Biochemical and structural characterization of a highly active branched-chain amino acid aminotransferase from Pseudomonas sp. for efficient biosynthesis of chiral amino acids

Aminotransferases (ATs) are important biocatalysts for the synthesis of chiral amines because of their capability of introducing amino group into ketones or keto acids as well as their high enantioselectivity, high regioselectivity and no requirement of external addition of cofactor. Among all ATs, branched-chain amino acid aminotransferase (BCAT) can reversibly catalyse branched-chain amino acids (BCAAs), including L -valine, L -leucine, and L -isoleucine, with α-ketoglutaric acid to form the corresponding ketonic acids and L -glutamic acid.

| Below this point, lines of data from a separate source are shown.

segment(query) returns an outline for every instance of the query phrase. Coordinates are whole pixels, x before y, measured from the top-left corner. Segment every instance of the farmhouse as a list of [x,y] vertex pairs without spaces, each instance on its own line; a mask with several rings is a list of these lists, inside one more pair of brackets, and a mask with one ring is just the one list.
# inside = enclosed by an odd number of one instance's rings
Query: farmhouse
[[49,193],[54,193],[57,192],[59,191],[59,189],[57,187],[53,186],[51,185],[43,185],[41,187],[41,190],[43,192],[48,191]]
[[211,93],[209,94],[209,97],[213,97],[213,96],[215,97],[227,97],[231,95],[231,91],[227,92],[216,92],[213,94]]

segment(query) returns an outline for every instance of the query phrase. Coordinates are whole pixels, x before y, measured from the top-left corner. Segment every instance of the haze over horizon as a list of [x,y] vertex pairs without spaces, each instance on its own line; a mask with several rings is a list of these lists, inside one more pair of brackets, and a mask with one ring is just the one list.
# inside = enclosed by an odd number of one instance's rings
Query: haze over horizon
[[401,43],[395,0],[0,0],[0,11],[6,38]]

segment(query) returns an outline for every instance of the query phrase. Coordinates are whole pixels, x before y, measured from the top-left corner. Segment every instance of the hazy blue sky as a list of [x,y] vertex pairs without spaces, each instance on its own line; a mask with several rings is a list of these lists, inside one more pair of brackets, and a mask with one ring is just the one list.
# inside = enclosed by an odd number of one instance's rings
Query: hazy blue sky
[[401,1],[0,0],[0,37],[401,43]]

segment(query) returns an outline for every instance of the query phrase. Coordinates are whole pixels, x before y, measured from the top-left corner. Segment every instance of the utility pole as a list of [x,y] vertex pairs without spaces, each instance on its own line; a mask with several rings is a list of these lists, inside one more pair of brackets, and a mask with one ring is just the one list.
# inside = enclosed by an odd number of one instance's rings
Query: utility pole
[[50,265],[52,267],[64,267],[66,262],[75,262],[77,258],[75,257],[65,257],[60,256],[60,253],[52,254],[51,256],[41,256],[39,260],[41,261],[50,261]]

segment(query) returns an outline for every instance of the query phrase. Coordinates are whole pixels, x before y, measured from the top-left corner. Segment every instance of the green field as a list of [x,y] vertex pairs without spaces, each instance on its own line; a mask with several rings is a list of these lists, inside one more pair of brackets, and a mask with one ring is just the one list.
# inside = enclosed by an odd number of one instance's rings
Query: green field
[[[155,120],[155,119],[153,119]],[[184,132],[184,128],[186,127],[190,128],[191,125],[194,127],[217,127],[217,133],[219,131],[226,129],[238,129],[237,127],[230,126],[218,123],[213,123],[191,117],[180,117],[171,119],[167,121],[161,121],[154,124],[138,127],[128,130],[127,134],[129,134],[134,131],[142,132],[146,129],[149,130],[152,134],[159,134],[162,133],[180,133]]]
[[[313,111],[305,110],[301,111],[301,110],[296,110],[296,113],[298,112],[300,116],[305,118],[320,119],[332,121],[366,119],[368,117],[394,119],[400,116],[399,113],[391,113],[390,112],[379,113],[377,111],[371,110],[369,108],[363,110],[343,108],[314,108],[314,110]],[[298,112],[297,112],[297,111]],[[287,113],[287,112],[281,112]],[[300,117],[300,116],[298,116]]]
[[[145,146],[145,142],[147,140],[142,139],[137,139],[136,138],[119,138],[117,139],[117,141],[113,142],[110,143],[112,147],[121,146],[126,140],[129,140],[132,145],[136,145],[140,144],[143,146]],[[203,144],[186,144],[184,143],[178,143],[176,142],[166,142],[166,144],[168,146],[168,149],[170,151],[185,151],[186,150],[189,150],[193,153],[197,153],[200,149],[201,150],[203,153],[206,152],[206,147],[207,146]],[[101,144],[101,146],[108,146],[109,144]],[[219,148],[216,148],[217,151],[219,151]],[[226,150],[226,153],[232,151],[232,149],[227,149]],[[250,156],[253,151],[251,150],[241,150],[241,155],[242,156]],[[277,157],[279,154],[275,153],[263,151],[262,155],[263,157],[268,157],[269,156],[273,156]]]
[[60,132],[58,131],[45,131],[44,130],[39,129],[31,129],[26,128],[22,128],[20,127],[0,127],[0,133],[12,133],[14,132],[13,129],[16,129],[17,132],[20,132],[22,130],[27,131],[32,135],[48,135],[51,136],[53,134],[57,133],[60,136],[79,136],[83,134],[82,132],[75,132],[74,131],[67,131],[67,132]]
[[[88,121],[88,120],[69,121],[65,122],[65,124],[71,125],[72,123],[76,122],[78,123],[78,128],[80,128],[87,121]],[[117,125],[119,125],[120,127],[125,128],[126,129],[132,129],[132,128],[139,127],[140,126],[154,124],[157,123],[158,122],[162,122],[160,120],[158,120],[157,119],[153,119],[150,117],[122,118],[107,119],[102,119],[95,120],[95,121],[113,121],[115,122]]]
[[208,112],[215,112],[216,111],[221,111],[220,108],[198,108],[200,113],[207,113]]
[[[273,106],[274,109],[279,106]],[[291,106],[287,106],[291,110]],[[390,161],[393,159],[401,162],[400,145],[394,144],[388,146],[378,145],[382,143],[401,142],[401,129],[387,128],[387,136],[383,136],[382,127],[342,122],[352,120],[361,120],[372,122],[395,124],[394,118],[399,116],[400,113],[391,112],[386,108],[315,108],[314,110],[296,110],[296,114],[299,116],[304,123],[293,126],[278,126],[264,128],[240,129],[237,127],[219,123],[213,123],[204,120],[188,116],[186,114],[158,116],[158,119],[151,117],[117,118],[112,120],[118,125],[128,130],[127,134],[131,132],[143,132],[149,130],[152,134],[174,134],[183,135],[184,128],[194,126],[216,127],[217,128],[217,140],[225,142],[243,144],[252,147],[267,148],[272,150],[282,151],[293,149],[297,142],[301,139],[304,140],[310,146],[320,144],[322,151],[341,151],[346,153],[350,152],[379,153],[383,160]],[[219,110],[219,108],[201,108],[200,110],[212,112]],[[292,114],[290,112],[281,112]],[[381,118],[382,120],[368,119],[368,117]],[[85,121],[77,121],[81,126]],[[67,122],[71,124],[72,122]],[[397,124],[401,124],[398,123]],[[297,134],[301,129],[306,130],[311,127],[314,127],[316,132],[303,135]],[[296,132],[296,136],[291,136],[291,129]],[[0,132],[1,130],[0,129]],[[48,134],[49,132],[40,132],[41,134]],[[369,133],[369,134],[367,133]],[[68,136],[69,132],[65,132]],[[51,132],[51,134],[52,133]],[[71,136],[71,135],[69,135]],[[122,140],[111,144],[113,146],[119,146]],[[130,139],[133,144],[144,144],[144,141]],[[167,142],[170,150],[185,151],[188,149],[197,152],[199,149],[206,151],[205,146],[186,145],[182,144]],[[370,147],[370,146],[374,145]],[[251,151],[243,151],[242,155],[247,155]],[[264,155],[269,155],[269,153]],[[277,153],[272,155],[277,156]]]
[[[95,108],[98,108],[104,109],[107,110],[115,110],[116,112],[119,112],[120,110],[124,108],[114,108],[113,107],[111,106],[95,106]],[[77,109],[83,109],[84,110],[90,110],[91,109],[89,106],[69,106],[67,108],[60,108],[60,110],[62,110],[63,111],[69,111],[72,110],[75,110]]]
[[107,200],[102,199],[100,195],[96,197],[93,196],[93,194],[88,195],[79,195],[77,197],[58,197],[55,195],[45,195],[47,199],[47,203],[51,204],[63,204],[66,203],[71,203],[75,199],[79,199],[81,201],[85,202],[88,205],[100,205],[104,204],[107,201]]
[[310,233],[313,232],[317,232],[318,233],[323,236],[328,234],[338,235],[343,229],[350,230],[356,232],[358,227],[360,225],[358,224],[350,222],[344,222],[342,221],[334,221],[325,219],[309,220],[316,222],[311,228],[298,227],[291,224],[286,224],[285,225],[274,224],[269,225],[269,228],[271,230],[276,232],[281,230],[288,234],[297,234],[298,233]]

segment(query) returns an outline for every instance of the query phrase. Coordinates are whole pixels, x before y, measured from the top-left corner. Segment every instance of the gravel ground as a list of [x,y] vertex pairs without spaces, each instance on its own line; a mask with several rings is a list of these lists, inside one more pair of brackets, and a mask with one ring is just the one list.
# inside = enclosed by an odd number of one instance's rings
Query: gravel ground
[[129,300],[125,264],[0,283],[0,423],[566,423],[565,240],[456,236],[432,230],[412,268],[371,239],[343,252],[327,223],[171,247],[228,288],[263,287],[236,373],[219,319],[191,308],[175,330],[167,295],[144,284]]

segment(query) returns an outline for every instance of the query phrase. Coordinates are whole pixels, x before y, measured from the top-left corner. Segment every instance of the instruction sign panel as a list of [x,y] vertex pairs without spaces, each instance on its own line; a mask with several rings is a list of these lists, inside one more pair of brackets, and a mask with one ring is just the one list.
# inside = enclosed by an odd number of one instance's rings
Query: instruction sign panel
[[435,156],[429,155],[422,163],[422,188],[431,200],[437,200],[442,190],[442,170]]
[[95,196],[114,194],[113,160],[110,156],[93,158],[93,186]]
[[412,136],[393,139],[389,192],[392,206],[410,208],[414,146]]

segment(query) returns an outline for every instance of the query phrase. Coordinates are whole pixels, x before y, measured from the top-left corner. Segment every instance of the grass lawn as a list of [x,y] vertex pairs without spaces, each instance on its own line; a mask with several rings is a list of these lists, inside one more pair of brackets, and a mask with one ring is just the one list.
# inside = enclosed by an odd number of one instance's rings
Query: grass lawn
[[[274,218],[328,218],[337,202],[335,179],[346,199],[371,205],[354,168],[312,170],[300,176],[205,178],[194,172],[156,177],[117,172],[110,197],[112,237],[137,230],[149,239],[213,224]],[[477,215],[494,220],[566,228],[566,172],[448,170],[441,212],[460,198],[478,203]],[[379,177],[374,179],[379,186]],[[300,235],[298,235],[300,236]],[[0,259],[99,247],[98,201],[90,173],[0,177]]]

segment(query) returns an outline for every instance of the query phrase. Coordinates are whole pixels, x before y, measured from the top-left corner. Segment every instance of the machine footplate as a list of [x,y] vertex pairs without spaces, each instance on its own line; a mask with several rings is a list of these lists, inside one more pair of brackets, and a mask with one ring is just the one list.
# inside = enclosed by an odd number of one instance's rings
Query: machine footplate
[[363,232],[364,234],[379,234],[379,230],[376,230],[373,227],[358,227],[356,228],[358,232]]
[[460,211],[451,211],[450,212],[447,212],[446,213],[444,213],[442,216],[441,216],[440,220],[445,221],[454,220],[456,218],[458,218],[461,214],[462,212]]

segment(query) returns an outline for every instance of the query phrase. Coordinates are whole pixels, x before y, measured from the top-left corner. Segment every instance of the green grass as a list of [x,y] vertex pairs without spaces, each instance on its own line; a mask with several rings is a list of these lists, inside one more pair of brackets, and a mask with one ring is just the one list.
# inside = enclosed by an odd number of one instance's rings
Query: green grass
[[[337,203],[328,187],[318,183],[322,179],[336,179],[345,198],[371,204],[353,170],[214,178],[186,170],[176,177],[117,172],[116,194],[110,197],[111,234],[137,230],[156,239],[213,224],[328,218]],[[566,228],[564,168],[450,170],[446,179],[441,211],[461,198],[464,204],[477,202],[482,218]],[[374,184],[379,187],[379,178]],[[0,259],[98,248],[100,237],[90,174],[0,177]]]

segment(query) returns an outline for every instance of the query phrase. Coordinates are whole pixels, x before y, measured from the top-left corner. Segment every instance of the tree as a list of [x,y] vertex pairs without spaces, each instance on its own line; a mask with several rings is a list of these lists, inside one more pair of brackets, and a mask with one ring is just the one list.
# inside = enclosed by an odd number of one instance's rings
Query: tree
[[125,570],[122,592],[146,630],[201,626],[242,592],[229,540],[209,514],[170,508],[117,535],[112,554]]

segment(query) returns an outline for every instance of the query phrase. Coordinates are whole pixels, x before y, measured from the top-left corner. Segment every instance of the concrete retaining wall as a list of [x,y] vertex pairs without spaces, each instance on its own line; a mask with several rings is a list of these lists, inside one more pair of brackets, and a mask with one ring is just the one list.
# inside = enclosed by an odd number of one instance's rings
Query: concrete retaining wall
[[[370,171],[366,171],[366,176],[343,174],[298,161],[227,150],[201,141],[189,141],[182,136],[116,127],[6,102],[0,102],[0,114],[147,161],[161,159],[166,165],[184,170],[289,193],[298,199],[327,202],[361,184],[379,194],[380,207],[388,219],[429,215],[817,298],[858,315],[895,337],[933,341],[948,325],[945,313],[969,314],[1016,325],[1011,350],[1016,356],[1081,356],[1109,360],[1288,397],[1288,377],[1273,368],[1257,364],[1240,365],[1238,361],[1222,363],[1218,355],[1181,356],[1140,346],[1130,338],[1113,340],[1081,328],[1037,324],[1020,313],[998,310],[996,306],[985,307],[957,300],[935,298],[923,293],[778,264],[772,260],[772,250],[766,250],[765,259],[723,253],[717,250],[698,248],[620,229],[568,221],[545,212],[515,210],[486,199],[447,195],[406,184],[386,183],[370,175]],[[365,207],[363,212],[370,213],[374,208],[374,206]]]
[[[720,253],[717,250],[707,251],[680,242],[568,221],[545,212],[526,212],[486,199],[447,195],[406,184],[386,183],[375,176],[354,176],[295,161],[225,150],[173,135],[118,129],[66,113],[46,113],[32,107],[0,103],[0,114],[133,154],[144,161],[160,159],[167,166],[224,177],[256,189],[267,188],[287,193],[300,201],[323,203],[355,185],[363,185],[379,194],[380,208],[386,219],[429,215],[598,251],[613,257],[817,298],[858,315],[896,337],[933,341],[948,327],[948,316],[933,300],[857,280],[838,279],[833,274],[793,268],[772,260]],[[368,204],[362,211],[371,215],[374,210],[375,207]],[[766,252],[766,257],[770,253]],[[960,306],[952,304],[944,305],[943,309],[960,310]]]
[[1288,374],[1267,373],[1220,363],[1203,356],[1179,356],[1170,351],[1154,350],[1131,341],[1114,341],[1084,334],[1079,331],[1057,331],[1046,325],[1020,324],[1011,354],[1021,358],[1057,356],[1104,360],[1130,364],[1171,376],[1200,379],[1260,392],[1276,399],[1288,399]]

Alternatively, BCATs have been used for the biosynthesis of unnatural amino acids, such as L -tert-leucine. In the present study, the BCAT from Pseudomonas sp. (PsBCAT) was cloned and expressed in Escherichia coli for biochemical and structural analyses. The optimal reaction temperature and pH of PsBCAT were 40 °C and 8.5, respectively. PsBCAT exhibited a comparatively broader substrate spectrum, and showed remarkably high activity with L -leucine, L -valine, L -isoleucine and L -methionine with activities of 105 U/mg, 127 U/mg, 115 U/mg and 98 U/mg, respectively. Additionally, PsBCAT had activities with aromatic L -amino acids, L -histidine, L -lysine, and L -threonine. To analyse the catalytic mechanism of PsBCAT with the broad substrate spectrum, the crystal structure of PsBCAT was also determined. Finally, conjugated with the ornithine aminotransferase (OrnAT) from Bacillus subtilis, the coupled system was applied to the preparation of L -tert-leucine with 83% conversion, which provided an approximately 2.7-fold higher yield than the single BCAT reaction.